O filme dirigido por Bernardo Bertolucci evoca a relação entre um viúvo americano de passagem por Paris e uma mulher muito jovem. Esta sessão fechada, tanto sexual como mórbida, atinge o seu clímax numa cena de sodomia não consensual.

Esta cena, que rendeu ao filme a classificação de pornográfico e a ira do Vaticano, entrou para a história do cinema antes de simbolizar anos mais tarde a violência sexual na Sétima Arte. Porque, embora simulada, a cena foi imposta à atriz, sem que soubesse de nada.

Algo que denunciaram atrizes de Hollywood como Jessica Chastain durante o surgimento do movimento #MeToo em 2017.

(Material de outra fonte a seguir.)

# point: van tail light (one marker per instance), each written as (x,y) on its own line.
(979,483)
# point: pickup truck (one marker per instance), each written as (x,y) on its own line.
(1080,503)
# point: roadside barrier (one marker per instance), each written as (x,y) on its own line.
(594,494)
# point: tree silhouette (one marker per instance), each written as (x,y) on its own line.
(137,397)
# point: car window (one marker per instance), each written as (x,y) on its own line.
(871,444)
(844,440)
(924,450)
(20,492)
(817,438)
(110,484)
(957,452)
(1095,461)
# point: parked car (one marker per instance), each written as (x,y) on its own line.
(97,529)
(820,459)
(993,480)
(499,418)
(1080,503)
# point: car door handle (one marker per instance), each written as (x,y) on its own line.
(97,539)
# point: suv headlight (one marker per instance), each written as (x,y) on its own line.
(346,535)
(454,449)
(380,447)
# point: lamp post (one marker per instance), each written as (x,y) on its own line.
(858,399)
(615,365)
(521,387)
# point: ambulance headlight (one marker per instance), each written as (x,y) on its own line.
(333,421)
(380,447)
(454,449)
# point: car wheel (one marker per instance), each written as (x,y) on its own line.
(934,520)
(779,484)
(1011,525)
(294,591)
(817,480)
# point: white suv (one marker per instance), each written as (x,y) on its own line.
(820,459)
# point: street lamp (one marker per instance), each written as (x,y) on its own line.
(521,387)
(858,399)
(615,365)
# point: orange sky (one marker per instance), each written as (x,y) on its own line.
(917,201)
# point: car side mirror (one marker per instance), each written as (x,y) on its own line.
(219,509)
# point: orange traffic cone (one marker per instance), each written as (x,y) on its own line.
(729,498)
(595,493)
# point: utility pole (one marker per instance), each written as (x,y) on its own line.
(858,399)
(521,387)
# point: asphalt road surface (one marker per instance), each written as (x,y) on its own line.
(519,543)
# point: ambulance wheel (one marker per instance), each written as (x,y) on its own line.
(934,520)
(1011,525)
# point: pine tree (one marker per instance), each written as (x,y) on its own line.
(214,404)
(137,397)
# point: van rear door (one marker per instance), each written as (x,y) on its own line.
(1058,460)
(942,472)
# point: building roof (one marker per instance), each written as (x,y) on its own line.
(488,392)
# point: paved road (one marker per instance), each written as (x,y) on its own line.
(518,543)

“Para todos aqueles que gostaram do filme, vocês estão a ver uma miúda de 19 anos a ser violada por um homem de 48. O realizador planeou o ataque. Isso deixa-me doente.", disse a atriz na época.

A partir da década de 1970, Maria Schneider manteve silêncio sobre essa rodagem traumática, evocando uma dupla violação por parte do ator e do realizador, que decidiram a cena sem falar com ela. Ela quase não será ouvida durante a produção, como mostra "Maria Schneider", o filme biográfico de Jessica Palud já visto nas salas francesas e que está previsto chegar às portuguesas em maio de 2025.

Na rede social X (antigo Twitter), o movimento coletivo 50/50, que luta pela paridade no cinema, também apelou à Cinemateca para uma “mediação atenciosa e respeitosa das palavras da vítima, a atriz Maria Schneider” para acompanhar esta exibição de domingo.

Por seu lado, o sindicato SFA-CGT lembrou que “filmar e transmitir violações continua a ser condenável”.

“Hoje, nós sabemos. Não podemos fingir que não percebemos e não vemos o significado desta cena de violação”, escreveu o sindicato, garantindo ao mesmo tempo que respeita a “liberdade de expressão”.

A Cinemateca tinha prometido na sexta-feira “tempo para discussão com o público” antes da exibição, “sobre as questões” que o filme levantava.

“Este filme terá conseguido causar escândalo duas vezes, mais de 50 anos depois”, estima Frédéric Bonnaud, lembrando que foi exibido “sem problemas” na Cinemateca em 2017 “em homenagem ao seu diretor de fotografia”.